Anatomical characteristics of nonmycorrhizal (A) and ectomycorrhizal (D) root tips of wild-type poplar (P. × canescens) and of poplar line 51 transformed with the auxin-responsive GH3∷GUS reporter (cross sections [B and E] and longitudinal sections [C and F]) of nonmycorrhizal (B and C) and mycorrhizal (E and F) root tips. EC, Epidermal cell; CC, cortical cell; HM, hyphal mantle; HN, Hartig net. Representative micrographs are shown. Blue staining indicates GUS activity. Line 31 yielded the same staining pattern. [See online article for color version of this figure.]

Figure 2.

Soluble carbohydrates (CHO) of major pathways (A; Suc, black; Glc, red; Fru, green) and minor pathways (B; myoinositol, black; Gal, red; mannitol, green; sorbitol, blue; trehalose, cyan), amino compounds (C; Pro, black; Ser, red; Ala, green; Asn, blue; Asp, cyan; Gln, pink; Glu, yellow; γ-aminobutyric acid, burgundy; NH₄⁺, gray), and cations (D; potassium, black; sodium, red; calcium, green; magnesium, blue; iron, cyan; manganese, pink) in mycorrhizal (M) or nonmycorrhizal (N) fine roots of P. × canescens under control conditions (C) or after exposure to salt stress (S).

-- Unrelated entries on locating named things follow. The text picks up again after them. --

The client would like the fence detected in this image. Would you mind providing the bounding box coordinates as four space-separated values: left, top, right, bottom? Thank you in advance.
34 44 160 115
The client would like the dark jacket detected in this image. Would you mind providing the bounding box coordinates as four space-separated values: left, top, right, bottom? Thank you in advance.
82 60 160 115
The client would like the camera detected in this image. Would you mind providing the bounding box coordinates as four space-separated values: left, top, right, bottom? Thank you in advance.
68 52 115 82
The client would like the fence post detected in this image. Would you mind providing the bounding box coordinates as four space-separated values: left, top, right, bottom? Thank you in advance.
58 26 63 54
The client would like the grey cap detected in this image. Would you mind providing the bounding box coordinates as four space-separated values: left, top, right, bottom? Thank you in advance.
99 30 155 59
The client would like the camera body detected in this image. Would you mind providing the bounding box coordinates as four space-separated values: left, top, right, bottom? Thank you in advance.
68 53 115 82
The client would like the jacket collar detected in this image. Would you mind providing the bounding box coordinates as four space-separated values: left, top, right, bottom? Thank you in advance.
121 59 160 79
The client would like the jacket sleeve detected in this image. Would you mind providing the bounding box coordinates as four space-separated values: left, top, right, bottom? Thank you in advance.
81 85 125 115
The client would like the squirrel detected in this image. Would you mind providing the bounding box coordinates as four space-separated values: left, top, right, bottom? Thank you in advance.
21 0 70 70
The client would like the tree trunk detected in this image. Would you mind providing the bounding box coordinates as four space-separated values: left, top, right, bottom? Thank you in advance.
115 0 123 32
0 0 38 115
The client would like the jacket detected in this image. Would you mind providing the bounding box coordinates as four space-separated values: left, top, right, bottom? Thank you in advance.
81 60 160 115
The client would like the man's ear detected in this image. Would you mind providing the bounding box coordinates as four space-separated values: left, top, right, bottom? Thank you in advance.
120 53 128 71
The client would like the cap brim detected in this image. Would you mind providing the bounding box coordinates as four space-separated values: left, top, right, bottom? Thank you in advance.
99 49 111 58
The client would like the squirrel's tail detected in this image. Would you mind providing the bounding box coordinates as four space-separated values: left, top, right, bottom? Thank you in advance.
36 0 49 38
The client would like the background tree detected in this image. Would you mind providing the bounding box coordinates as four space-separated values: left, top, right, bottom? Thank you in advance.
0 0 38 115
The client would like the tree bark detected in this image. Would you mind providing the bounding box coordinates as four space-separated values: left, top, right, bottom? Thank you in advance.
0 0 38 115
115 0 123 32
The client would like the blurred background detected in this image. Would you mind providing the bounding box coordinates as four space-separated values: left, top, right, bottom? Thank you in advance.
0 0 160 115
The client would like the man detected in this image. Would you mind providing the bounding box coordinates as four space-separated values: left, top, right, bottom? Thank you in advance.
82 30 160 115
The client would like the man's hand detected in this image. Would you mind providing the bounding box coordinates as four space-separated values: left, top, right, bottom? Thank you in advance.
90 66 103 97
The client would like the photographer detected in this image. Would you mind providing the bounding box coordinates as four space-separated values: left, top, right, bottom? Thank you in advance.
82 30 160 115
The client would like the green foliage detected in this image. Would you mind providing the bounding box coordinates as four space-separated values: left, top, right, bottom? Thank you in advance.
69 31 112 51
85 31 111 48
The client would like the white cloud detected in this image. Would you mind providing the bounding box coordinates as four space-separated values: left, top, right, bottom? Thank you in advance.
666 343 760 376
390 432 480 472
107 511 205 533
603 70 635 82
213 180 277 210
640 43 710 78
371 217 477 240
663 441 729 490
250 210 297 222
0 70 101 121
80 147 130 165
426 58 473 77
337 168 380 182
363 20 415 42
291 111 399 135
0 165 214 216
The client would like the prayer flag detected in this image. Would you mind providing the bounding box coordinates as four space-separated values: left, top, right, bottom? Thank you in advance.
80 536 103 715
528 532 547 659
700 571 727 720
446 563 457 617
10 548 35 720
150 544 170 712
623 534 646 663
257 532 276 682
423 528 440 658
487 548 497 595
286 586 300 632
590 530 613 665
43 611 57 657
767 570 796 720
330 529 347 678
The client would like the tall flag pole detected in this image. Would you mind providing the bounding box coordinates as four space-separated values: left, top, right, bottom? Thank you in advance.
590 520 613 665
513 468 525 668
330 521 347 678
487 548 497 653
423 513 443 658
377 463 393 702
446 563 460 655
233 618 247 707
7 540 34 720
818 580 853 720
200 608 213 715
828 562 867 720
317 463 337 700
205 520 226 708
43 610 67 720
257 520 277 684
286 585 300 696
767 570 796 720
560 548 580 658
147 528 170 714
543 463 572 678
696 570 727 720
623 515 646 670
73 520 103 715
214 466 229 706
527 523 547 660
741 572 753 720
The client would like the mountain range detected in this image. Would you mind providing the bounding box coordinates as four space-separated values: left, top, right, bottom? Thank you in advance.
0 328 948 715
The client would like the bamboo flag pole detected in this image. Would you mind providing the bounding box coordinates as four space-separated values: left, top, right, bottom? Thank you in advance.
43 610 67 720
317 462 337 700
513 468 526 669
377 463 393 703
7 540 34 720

Data indicate means ± se (n = 4). Different letters indicate significant difference for the sum of each metabolite class between the treatments at P ≤ 0.05. D.wt., Dry weight.

Figure 3.

Genes with significantly increased (red) or decreased (blue) transcript levels in mycorrhizal compared with nonmycorrhizal fine roots of P. × canescens. AGI annotations and putative functions were assigned to poplar gene models and grouped according to MapMan categories. The scale indicates increasing (R-fold) or decreasing (−1/R-fold) response factors for mycorrhizal compared with nonmycorrhizal roots without salt stress (MC/NC = PiRG), overlapping responses for EM-associated genes in mycorrhizal and nonmycorrhizal roots with salt stress (MS/NS = EMAG), and stress-associated genes in nonmycorrhizal roots (NS/NC = STAG) and in mycorrhizal roots (MS/MC = MSAG). ns, Not significantly differentially affected.

Figure 4.

Transverse sections of nonmycorrhizal (A and B) and ectomycorrhizal (C and D) root tips of poplar (P. × canescens) grown under control conditions (A and C) or in the presence of salt stress (B and D). Sections were viewed with an epifluorescence microscope. Bars = 50 μm.

Figure 5.

A, Correlation between the relative transcript abundance of P. involutus mycorrhiza-responsive genes under control conditions (PiRGs = MC/NC) and mycorrhiza-responsive genes under salt stress (EMAGs = MS/NS = 0.589x, r = 0.919, P ≤ 0.001) or with salt-responsive genes in nonmycorrhizal roots (STAGs = NS/NC = 0.768x, r = 0.571, P = 0.009). B, Correlation of salt-responsive genes in nonmycorrhizal (STAG) and mycorrhizal roots (MSAG = MS/MC = 0.241x, r = 0.729, P = 0.008). Data were obtained from Supplemental Tables S2 and S3.